As the colonial government ruled Arab and Berber subjects, and fought pockets of resistance it created a body of knowledge about its allies, subjects and enemies around the Sahara. In many cases this new knowledge about the various indigenous Muslims the French encountered in the Sahara conformed to earlier ideas about Arab barbarity and cruelty. The colonial officers imagined that their new ‘Moorish’ enemies were fierce and savage just like the ‘Moors’ who occupied medieval Iberia.

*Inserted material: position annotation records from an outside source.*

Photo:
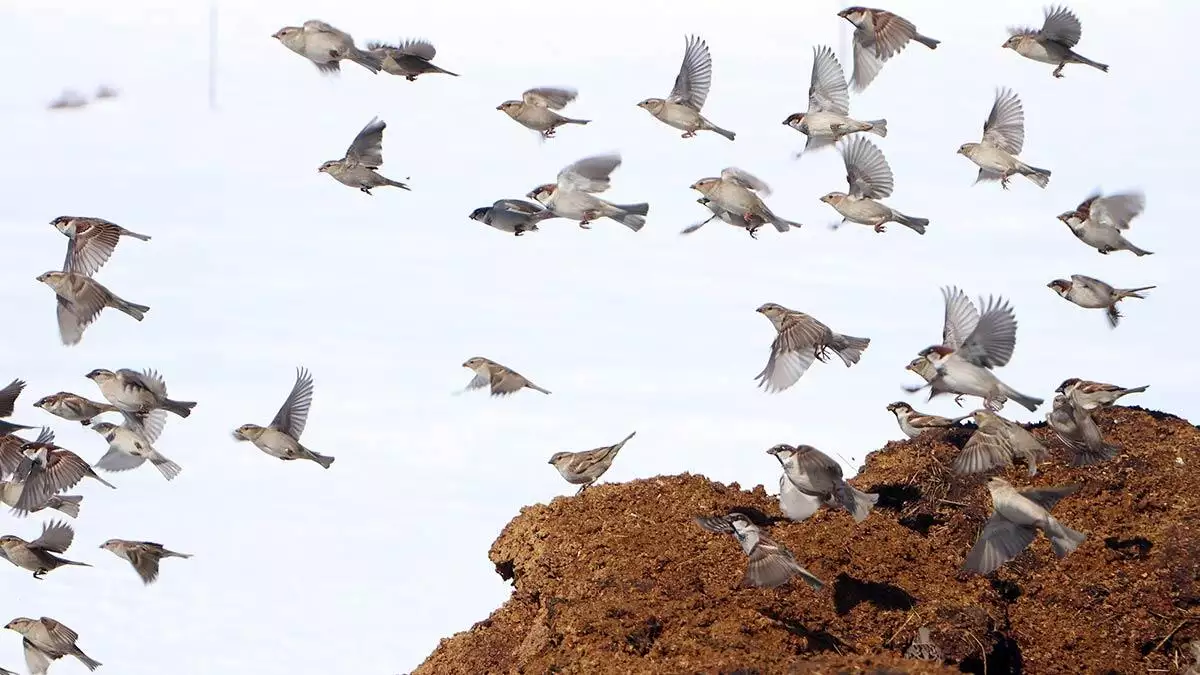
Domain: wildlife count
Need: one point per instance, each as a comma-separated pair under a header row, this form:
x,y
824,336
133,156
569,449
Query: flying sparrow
x,y
879,35
81,300
771,565
586,467
144,556
1014,524
915,423
90,242
137,392
681,109
502,380
282,437
799,340
870,178
1003,137
37,556
535,109
574,196
1095,294
46,640
738,192
363,157
325,47
827,119
1053,43
411,59
1098,221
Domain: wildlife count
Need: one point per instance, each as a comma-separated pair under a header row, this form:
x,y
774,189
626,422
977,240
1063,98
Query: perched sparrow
x,y
81,300
681,109
870,178
91,240
1095,294
586,467
535,109
409,59
574,196
1098,221
996,443
799,340
827,119
1077,430
47,640
39,556
1051,45
1095,394
738,192
913,423
513,215
137,392
771,563
282,437
363,157
144,556
1003,137
879,35
325,47
1014,524
502,380
972,345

The Moorish Warrior - William Merritt Chase 1876
Worthy Foes
But to say that Westerners only thought about the people of the Orient as inferiors is an oversimplification of orientalism. They also thought of their enemies as tough and cunning. As strange as it may seem, colonial officers needed their enemies to be both. By fighting worthy opponents, like the nomadic warriors of the Sahara, officers were able to distinguish themselves as solders. Stressing the savagery of their enemy legitimized the act of conquest.